US elections: Why do we let politicians bend the truth?
HOW do politicians get away with bending the truth? The answer may lie with a fundamental psychological tool that we use to make sense of the world.
- 08 October 2008
- Jim Giles
The current US presidential campaigns have featured untruths on both sides that have been notable for their durability. Politicians have been exposed for misrepresenting their position and then kept at it anyway, making the same misleading statements again and again.
Sarah Palin has taken much flak for this. To prove she is a fearless fiscal conservative, Palin touts her previous resistance to the "Bridge to Nowhere", a multimillion-dollar link between mainland Alaska and an island that is home to a small airfield and 50 inhabitants. In reality, Palin backed the bridge, even after Congress scrapped the project. Journalists have pointed this out, yet Palin continues to voice her apparent opposition.
Democrats are also at it. They've repeatedly said that McCain is in thrall to free-market thinking. He wants to privatise social security, warns Barack Obama. That will put the savings of millions of elderly people at the mercy of stock market fluctuations. "Balderdash," says the non-partisan FactCheck.org, based at the University of Pennsylvania; McCain is actually proposing moderate reforms that would not affect the current generation of senior citizens.

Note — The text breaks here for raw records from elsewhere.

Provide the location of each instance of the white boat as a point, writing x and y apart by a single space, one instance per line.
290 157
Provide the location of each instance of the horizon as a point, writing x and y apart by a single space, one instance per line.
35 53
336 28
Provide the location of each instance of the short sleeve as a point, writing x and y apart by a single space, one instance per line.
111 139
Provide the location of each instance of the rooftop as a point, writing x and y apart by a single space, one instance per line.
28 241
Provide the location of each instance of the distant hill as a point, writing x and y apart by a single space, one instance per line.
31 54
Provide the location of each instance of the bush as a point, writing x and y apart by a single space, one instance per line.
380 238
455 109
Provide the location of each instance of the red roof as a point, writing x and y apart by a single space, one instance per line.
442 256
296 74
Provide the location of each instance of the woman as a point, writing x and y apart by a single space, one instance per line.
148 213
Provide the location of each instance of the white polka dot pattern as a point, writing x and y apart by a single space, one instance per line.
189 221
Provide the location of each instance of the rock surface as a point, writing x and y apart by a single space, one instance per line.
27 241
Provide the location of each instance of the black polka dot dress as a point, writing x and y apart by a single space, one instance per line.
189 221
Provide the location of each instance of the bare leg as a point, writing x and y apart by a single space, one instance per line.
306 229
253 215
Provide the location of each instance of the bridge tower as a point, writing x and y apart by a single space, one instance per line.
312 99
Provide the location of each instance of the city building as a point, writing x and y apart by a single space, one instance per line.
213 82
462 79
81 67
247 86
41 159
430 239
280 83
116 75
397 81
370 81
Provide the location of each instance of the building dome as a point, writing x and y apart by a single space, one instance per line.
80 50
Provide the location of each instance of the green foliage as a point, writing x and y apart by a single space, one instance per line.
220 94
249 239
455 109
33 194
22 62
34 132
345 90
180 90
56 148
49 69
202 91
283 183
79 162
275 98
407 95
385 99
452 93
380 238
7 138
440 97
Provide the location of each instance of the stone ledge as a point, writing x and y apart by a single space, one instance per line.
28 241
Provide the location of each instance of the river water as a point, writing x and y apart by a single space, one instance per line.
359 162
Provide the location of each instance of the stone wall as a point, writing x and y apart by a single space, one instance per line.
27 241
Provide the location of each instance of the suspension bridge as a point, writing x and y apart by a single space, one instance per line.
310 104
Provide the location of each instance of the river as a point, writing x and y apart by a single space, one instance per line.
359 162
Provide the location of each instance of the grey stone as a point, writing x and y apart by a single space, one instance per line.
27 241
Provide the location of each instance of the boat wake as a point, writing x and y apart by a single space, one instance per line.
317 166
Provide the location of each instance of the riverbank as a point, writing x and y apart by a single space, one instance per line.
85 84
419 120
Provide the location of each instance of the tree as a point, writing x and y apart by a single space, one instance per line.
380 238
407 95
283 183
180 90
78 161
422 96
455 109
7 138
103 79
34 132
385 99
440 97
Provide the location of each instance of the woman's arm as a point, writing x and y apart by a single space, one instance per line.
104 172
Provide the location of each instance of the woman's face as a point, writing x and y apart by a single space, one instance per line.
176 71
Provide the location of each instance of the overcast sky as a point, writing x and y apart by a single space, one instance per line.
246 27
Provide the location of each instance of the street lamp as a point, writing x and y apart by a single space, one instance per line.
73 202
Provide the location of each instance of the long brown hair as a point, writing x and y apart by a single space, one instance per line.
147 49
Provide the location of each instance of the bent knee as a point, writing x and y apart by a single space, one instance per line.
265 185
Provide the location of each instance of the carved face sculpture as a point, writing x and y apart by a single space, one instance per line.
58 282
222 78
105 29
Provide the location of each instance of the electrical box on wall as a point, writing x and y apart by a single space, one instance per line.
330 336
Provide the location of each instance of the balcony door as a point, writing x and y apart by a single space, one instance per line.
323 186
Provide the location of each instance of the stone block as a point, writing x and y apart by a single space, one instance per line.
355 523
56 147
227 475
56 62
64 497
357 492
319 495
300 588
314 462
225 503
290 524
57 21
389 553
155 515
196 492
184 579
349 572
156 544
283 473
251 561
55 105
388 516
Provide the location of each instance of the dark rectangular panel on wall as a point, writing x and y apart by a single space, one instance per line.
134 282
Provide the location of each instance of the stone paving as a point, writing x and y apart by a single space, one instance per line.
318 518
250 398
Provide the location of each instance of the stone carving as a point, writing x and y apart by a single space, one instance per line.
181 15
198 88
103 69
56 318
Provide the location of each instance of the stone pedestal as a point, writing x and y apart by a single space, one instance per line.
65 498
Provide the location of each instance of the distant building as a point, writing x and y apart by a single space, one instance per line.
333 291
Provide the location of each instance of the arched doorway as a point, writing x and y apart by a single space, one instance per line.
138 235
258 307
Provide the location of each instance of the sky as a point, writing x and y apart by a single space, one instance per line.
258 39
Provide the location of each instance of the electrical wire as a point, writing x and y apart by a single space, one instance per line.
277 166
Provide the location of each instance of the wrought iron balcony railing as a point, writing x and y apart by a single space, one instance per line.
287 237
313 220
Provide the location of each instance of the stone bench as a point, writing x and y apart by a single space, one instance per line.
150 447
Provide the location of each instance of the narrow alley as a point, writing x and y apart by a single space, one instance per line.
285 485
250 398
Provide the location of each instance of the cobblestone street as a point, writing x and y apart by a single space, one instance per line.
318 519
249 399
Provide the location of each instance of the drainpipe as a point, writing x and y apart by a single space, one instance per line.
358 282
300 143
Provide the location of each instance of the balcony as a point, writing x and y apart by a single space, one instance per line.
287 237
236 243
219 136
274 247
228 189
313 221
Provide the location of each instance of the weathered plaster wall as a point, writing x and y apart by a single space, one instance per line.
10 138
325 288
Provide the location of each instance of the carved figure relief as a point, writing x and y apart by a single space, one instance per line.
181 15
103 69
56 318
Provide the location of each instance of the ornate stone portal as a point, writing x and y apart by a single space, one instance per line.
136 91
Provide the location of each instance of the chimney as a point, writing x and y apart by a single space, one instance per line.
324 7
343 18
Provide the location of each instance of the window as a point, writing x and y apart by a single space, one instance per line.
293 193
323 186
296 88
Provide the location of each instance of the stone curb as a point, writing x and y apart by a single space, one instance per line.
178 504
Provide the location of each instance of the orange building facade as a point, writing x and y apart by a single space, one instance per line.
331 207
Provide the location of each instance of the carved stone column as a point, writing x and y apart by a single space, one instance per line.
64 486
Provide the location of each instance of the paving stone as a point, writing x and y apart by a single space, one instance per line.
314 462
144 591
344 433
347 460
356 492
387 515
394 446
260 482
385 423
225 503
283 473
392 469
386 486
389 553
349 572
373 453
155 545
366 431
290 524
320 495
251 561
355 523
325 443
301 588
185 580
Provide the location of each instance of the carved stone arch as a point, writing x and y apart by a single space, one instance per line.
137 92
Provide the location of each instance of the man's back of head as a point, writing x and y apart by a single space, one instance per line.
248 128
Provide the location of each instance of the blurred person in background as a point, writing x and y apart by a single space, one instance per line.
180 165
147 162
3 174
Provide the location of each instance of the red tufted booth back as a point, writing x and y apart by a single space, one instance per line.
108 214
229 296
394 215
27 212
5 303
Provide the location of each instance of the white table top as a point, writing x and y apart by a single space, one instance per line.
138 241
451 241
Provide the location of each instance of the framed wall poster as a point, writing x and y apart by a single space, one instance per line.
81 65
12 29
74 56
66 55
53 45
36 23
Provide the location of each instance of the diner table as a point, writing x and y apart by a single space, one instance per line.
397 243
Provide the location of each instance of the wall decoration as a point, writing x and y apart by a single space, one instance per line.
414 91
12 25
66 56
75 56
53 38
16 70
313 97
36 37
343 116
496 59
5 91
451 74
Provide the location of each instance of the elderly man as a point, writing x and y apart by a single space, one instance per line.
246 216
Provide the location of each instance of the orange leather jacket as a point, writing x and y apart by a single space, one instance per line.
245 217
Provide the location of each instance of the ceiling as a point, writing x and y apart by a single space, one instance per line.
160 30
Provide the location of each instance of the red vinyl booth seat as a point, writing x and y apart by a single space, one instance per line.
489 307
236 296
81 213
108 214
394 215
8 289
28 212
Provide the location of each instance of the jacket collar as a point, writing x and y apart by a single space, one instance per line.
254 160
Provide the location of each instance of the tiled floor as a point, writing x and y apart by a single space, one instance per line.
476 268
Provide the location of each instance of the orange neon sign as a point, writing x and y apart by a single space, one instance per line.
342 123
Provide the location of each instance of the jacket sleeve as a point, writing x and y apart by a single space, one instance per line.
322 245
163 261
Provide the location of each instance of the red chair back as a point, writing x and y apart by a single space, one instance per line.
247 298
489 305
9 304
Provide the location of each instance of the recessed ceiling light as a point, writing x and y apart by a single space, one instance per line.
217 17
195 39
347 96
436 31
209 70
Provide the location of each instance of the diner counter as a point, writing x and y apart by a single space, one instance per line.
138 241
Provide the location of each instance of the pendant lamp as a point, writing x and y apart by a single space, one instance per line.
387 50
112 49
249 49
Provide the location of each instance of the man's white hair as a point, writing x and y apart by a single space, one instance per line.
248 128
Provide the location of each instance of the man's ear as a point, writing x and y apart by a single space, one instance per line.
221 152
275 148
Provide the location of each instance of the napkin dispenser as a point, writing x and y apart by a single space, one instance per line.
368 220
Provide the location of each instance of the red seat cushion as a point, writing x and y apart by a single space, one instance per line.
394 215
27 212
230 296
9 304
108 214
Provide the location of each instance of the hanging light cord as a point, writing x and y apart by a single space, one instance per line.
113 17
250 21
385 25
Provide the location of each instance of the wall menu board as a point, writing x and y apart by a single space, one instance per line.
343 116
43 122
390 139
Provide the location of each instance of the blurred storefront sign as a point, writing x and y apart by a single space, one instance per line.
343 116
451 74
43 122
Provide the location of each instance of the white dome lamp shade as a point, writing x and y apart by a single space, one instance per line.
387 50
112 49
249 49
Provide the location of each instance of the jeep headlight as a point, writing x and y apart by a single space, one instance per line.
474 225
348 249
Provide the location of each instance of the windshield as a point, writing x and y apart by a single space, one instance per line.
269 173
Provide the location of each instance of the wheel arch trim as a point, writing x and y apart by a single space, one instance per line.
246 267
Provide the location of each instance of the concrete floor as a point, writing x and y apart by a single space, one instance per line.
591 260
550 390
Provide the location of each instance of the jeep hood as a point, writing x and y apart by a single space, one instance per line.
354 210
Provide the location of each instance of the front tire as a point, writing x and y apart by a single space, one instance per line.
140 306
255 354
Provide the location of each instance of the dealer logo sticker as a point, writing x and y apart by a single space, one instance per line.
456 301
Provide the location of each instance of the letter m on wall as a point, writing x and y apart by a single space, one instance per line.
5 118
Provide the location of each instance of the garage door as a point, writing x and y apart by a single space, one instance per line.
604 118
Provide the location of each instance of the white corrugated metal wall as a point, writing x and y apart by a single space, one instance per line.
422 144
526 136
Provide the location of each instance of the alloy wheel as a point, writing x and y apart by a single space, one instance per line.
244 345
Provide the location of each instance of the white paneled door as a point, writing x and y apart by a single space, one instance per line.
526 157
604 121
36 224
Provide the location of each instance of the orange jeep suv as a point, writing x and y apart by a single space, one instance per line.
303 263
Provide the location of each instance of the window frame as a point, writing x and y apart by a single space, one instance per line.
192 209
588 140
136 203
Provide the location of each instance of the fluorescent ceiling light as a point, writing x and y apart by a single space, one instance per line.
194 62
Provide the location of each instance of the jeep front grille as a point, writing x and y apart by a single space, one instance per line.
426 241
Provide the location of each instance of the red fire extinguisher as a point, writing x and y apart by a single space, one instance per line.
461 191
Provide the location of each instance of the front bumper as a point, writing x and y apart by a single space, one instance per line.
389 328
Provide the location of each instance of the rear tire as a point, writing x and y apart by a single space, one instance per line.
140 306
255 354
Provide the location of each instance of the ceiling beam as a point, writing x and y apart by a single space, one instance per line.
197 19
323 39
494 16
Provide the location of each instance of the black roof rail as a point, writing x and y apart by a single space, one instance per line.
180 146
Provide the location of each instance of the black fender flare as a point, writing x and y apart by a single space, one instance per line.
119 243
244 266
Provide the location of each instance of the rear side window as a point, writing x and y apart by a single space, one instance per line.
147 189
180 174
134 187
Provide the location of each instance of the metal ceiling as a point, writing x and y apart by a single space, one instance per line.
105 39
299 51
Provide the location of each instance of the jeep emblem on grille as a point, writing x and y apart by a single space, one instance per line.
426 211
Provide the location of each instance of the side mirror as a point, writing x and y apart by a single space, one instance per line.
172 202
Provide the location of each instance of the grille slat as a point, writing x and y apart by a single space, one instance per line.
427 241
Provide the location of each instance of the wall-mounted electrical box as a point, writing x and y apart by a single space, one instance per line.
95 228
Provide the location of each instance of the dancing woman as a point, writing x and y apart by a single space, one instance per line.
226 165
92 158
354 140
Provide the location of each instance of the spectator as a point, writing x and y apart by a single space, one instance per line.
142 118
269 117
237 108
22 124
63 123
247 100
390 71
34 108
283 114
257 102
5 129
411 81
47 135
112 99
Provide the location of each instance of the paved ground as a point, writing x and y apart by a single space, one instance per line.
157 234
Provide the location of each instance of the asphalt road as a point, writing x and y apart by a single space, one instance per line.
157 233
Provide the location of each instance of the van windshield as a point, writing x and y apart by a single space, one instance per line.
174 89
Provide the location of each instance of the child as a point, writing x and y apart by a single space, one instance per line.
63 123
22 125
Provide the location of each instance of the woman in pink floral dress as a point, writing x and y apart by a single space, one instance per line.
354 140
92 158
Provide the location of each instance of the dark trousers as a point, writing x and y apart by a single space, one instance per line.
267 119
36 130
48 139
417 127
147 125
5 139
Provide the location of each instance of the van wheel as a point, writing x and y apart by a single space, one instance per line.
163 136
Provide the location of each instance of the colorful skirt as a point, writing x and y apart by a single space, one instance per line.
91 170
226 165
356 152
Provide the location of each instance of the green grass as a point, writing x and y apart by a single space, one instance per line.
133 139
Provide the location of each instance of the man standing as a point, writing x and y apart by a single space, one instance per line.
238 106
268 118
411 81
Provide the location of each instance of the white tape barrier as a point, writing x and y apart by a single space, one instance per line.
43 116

How do politicians get away with this? Ignorance is part of the answer. Many voters will never read the newspaper article or watch the news broadcasts that reveal the true situation. But psychology is also at work. The short cuts that we use to make sense of the world shape our perception of it. When it comes to politics, this can lead voters to reach the wrong conclusions about candidates, even when they have been exposed to the truth. Could it be that politicians and their strategists are harnessing this phenomenon?
The origin of this is a seemingly mundane psychological finding: we tend to arrange the world into categories. This saves thinking time. Even the least-engaged voter knows that McCain is a Republican, for example. When the voter places him in that category, their brain automatically links McCain to attributes shared by other Republicans. The voter might not recall McCain's position on the 2003 invasion of Iraq, for example, but they would assume that as a Republican he supported it - which he did.
Problems arise when we try to recall something that does not fit with the categories we use. Experiments conducted in the 1980s by Milton Lodge and Ruth Hamill at the State University of New York at Stony Brook examined how beliefs and stereotypes, such as those associated with gender or race, affect the way that voters analyse candidates. They found that correct information about a candidate was often forgotten or misinterpreted if it conflicted with the way voters categorised that politician.
It is this that the campaigns are tapping into when they release false information. Palin's misstatements on the Bridge to Nowhere have not attracted much attention with voters in spite of stoking media discussion, because Palin is a Republican and so is expected to want to cut back on government spending. For the same reason, Obama's inaccurate statements about McCain's social spending plans do not sound wrong, even though they are.
The categorising process, which has been shown to help explain how we learn and remember things, has now been modelled for political beliefs by Nathan Collins, a political scientist at the Santa Fe Institute in New Mexico. In a paper being considered for publication by The Journal of Politics, he finds that voters are more likely to misremember a candidate's position if it conflicts with the party line. And that, says Collins, opens the door to deceptive campaigning. FactCheck.org, it seems, should be compulsory reading for any American with a vote.